There is an inconsistency, it strikes us, between the charges of the bill, and the tender of the purchase money to Philips. The ground work of the charge of fraud, consists entirely of the alleged fact that the purchase money for this land was advanced, not by Philips, but by John W< Paulding, and that the land was entered by Philips with Paulding’s money, and for Paulding’s secret use. Why, then, offer to return the money to Philips? Upon what principle would the Court order a return of this money to Philips, if it in fact belonged to Paulding’s creditors? If, on the other hand, the money was the money of Philips, and the land was entered by Philips for his own use, then a Court of equity is called on to vacate the title of Philips, because of the fraud of Paulding.

But there are other objections to this bill apart from the difficulty just suggested. The interest which Paulding is represented to have had in this land, is a pre-emption right under the act of 1st June, 1840. What*214ever may be the character of this interest in other respects, it is not transferable, for so the act of congress expressly declares; neither is it subject to execution, (Hatfield vs. Wallace, 7 Mo. R. 114,) or within the statute of frauds which requires conveyances of land to be in writing. Clark vs. Shultz, 4 M. R. 235. An improvement upon public land may, however, be the subject of contract. The transfer of the possession itself, constitutes a valuable consideration. But the bill of complainant assumes that the improvement and pre-emption right passed by the deed of trust. If it passed, it must have been under the general terms, “all the lands, tenements and hereditaments, and interest in the same,” of the said John W. Paulding.

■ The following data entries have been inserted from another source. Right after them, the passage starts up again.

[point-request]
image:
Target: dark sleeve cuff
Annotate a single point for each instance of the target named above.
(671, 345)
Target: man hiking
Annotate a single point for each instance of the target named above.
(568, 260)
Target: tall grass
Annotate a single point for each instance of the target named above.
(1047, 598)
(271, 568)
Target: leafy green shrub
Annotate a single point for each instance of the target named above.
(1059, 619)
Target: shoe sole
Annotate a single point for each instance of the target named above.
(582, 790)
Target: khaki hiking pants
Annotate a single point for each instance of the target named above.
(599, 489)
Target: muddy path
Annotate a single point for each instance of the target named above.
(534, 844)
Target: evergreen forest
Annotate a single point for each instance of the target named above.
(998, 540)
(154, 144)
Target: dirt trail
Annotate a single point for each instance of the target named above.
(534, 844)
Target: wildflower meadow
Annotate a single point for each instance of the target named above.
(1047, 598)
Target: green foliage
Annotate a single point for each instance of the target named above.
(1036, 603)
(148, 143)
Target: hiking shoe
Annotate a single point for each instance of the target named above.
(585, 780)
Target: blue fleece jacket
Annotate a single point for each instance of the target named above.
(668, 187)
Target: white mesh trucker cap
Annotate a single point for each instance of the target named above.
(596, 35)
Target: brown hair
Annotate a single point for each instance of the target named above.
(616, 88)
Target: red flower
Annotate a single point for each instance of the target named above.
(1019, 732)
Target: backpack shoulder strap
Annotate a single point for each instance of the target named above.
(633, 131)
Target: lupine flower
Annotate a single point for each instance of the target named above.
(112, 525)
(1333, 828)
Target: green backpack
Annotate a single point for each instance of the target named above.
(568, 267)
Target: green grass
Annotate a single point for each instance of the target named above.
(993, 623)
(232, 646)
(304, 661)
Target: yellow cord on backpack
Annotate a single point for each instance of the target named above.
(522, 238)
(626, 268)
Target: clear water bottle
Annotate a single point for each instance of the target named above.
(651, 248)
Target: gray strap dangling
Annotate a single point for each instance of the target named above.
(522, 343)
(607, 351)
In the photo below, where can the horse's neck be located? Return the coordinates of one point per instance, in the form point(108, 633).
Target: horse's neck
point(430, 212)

But here was no interest in the land whatsoever, so far as the mere improvement is concerned, apart from the pre-emption right, (which is not transferable,) and accordingly we find the quarter section, upon which this improvement existed, is not enumerated in the schedule accompanying the deed. If the improvement passed to Grimsley by the mere transfer of possession, Grimsley has gotten all he contracted for — and if Paulding afterwards entered the land it is clearly liable to his debts, but there is no reason why the complainant should be entitled to the benefit of this property more than any other creditor of Paulding. The deed of trust, which was executed to Grimsley, was one which gave preferences to certain creditors, and among others to Grimsley, but if the land in question was not transferred by this deed, Grimsley has no special lien upon it, and must take the same course to subject it to the payment of Paulding’s debts, which any other creditor, not preferred by the deed, must have done. The fraud, if any existed, such as is charged in this bill, may be detected and exposed, either in law or equity, and the land be levied on and sold to pay Paulding’s debts.

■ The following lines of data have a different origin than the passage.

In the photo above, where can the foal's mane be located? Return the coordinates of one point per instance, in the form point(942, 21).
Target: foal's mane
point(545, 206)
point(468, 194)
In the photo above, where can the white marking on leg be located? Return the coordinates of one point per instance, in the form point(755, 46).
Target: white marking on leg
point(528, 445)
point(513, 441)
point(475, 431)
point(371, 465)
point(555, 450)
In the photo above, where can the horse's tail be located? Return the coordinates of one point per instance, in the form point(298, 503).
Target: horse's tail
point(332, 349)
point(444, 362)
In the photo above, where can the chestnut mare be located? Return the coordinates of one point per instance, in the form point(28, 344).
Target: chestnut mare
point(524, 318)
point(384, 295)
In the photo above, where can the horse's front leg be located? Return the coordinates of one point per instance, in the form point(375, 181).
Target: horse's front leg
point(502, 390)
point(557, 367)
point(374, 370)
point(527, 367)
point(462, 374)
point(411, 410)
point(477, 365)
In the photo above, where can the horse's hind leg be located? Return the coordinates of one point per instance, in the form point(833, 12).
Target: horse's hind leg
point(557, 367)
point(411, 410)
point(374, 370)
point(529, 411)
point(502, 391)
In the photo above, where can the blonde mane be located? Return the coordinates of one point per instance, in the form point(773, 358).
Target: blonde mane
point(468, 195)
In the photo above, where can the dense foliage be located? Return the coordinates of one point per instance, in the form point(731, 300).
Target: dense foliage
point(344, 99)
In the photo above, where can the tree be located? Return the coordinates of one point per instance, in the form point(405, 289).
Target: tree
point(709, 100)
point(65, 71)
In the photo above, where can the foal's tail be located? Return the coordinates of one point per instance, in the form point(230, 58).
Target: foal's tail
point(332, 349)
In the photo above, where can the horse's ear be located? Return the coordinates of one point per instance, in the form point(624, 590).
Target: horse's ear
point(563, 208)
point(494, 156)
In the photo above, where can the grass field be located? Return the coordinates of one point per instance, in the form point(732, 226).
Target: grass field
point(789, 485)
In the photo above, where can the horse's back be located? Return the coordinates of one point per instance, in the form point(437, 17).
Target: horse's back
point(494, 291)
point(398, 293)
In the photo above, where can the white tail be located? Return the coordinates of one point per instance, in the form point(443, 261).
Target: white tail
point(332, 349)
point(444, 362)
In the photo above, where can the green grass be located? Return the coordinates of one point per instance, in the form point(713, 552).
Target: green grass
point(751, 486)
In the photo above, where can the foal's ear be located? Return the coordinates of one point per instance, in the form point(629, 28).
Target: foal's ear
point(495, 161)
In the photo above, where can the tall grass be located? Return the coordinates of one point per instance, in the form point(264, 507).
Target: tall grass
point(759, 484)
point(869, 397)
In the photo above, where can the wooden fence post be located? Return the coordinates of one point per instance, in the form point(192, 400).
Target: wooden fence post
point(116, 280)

This is the aspect of the case presented by the bill, from which it will be perceived that the entry of the land by Philips, with Paulding’s money, and for Paulding’s secret use, constitutes apparently the main ground of appeal to the interference of the Court of equity. Yet the proposition to return the purchase money to Philips, with which the bill concludes, seems to be founded on the hope that if the fact turned out to be that the purchase money for this land was bona fide the money of Philips, and had not been advanced by Paulding, there would still be sufficient ground to authorize the interference of the Court. It is true that the bill is not in terms framed with this double aspect, but it must have been so construed by the chancellor in decreeing a return of the purchase money to Philips, and a conveyance of the land to Grimsley. This decree must assume, then, that the equitable title to this land was already in Grimsley, *215•the complainant, but, as we have already stated, this was not so. Indeed, if the complainant, Grimsley, had himself acquired a right of pre-emption, either by his own possession and cultivation, or by the transfer from Paulding, he has not taken the proper steps to make it available against Philips’ entry. In any view which we can take of this bill it was rightly demurred to, and the demurrer should have been sustained. The decree will, therefore, be reversed, and this Court doth -order and adjudge that the bill be dismissed.